Simplifying Fractions Made Easy

Simplifying fractions is all about making the fraction as simple as possible by ensuring the numerator and the denominator have no common factors other than 1. This results in the fraction's simplest or lowest terms. Here’s how you can simplify any fraction:

• First, find the greatest common divisor (GCD) of both the numerator and the denominator.
• Next, divide both parts of the fraction by this GCD.

In the case of our example \(\frac{1}{5}\), the numbers 1 and 5 have no common factor other than 1, meaning the fraction is already in its simplest form.

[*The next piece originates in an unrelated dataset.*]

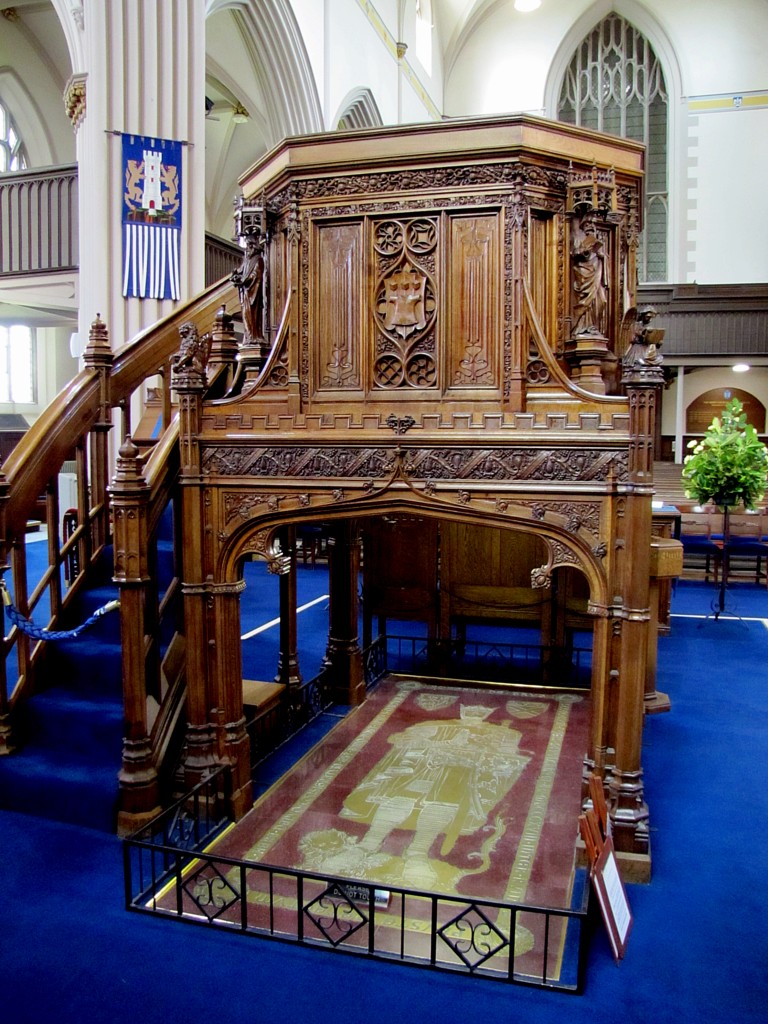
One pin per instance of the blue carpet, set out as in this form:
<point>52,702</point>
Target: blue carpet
<point>69,951</point>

Simplifying fractions helps in making calculations easier, understanding fractions better, and achieving a neater, clearer result in your math work.

The Role of Division with Remainders

Division with remainders is a crucial concept when converting improper fractions to mixed numbers. This division process not only gives us the whole number but also provides the remainder needed for the fractional part. Here's a brief overview of how it works:

• Perform the division normally as you would with whole numbers.
• The quotient from the division becomes the whole number part of the mixed number.
• The remainder becomes the numerator of the fraction, while the denominator remains the same as the original fraction.

Taking our example, dividing 11 by 5 gives a quotient of 2, which is the whole part. The remainder is 1, so the fractional part is \(\frac{1}{5}\). This simple process is invaluable as it forms a bridge between fractions and mixed numbers, making it easier to comprehend and work with quantities that aren't whole numbers.